5. Wolfgang Schmidt’s Siegfried is merely adequate. He certainly doesn’t mar the work like John Treleaven or Reiner Goldberg do, for instance. But he has neither the power of a Windgassen nor the eloquence of a Siegfried Jerusalem, and he doesn’t have the tonal beauty of a Rene Kollo, either. He is overhadowed by Brunnhilde, which actually makes considerable plot sense.
6. The Bayreuth Chorus? Do you have to even ask?
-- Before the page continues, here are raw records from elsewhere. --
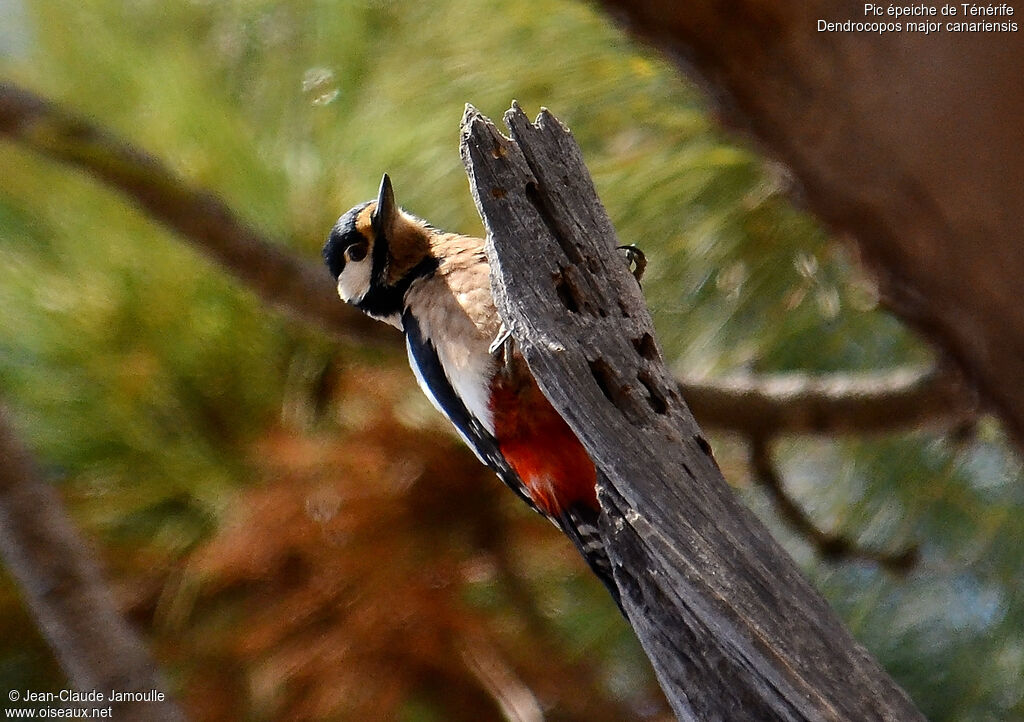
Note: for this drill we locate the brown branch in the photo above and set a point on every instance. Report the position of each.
(883, 134)
(65, 590)
(829, 545)
(731, 627)
(278, 275)
(751, 405)
(795, 404)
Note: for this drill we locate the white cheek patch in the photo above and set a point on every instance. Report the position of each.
(354, 281)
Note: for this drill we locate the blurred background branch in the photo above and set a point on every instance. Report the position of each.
(281, 514)
(280, 278)
(66, 590)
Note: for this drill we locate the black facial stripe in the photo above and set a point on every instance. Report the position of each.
(342, 236)
(384, 300)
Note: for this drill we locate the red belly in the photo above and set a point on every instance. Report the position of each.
(540, 446)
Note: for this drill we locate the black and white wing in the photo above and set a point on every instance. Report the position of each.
(436, 385)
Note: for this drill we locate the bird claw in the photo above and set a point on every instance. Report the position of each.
(503, 346)
(636, 259)
(503, 336)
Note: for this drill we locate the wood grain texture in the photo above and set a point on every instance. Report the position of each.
(733, 630)
(66, 592)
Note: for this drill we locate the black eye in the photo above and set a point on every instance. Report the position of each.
(356, 252)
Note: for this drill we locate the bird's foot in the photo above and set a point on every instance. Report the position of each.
(636, 260)
(503, 347)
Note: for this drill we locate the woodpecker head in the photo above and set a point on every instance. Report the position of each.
(376, 251)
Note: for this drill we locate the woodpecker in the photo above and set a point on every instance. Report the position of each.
(435, 288)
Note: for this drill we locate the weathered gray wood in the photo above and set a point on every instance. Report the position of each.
(733, 630)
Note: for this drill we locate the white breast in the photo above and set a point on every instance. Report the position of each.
(461, 328)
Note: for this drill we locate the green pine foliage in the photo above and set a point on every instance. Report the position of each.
(141, 375)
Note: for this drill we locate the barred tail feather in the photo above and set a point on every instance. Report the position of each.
(581, 524)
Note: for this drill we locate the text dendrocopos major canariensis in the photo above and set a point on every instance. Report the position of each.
(435, 287)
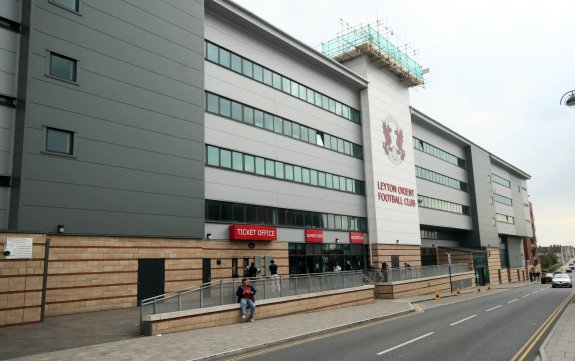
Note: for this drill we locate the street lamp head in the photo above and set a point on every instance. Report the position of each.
(568, 99)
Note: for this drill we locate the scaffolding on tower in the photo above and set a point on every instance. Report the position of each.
(368, 40)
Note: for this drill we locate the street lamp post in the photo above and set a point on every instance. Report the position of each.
(568, 99)
(449, 266)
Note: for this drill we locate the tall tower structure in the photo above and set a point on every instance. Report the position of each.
(393, 218)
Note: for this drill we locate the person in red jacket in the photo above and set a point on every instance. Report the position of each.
(245, 295)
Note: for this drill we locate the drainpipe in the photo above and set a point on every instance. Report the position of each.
(45, 279)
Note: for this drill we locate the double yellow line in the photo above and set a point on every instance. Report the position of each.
(524, 351)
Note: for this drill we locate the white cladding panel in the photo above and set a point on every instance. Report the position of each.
(435, 164)
(258, 190)
(224, 185)
(264, 53)
(390, 178)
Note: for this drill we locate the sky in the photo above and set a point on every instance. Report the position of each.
(498, 70)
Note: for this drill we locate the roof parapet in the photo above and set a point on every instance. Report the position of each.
(365, 40)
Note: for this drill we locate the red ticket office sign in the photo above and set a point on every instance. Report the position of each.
(356, 238)
(314, 236)
(247, 232)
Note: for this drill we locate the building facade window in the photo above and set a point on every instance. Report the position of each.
(9, 24)
(502, 199)
(438, 153)
(500, 180)
(441, 205)
(440, 179)
(504, 218)
(62, 67)
(59, 141)
(440, 234)
(68, 4)
(7, 101)
(5, 181)
(258, 118)
(228, 212)
(241, 162)
(223, 57)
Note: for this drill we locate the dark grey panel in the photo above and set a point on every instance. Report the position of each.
(522, 227)
(514, 250)
(70, 106)
(110, 223)
(137, 113)
(484, 232)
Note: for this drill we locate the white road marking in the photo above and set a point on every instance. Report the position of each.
(465, 319)
(405, 343)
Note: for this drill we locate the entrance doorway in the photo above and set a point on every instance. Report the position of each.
(150, 278)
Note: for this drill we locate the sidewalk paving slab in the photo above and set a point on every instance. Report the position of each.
(88, 336)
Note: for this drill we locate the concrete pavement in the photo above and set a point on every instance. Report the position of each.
(560, 344)
(113, 335)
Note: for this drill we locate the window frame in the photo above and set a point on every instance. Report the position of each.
(76, 9)
(73, 142)
(48, 73)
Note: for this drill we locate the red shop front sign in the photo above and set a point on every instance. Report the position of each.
(246, 232)
(356, 238)
(314, 236)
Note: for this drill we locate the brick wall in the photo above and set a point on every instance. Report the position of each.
(420, 287)
(95, 273)
(495, 266)
(228, 314)
(410, 254)
(21, 283)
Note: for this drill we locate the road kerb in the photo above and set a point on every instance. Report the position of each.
(542, 353)
(265, 345)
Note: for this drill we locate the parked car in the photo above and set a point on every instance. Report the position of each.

7. The star of the show is Eric Halferson. Dietrich Fisher-Dieskau famously called Gotterdammerung a “family tragedy”; whose family tragedy? Sieg. and Brunn’s, and by extension, Wotan’s, of course. Gunther and Gutrune’s? Yes, of course. But how about Alberich and Hagen? It is about time that “Schwarz-Alberich”, the anti-Wotan, and Hagen, the anti-Siegfried get their just due not as the villains of the piece, but as complementary heroes to Siegfried et al. Hagen’s watch is known to be dark, depressing, and frightening music, as well as beautiful music. But what kind of beautiful is it? Maybe its beauty has a noble, despairing, piquaint sadness. Halfvarson and Levine seem to think so. This passage was uncanny.
8. The greatest single feature of this performance is that while nothing was minimized or attenuated, The work’s tragic grandiosity was complemented by a desperately sad inwardness.
A brief comment on an unrelated topic: Many people have asked me why, as a pianist, none of these essays (so far) has been about piano music, and why there are so many essays on opera. Firstly, I anticipate that there will be many essays on the piano repertory, but for the most part I write about things that are new discoveries of mine, or about things which are topical for my classes. So for instance, despite learning and performing the large opus Davidsbundlertanze for my Romanticism course, I didn’t write about this magnificent score on these pages. The reason being that I have little to add to Charles Rosen’s magisterial comments in his The Romantic Generation, except technically. Rosen adequately discusses the structure, rhetoric, and rhythmical profiles of the work. Of course, I could recapitulate his ideas for these pages, or look in depth at the individual pieces, or compare the work to others. All of which would have been useful, but I didn’t feel like it. As for opera? Opera is like golf; those who like it at all are obsessed by it. Oh my, there will be more essays on opera.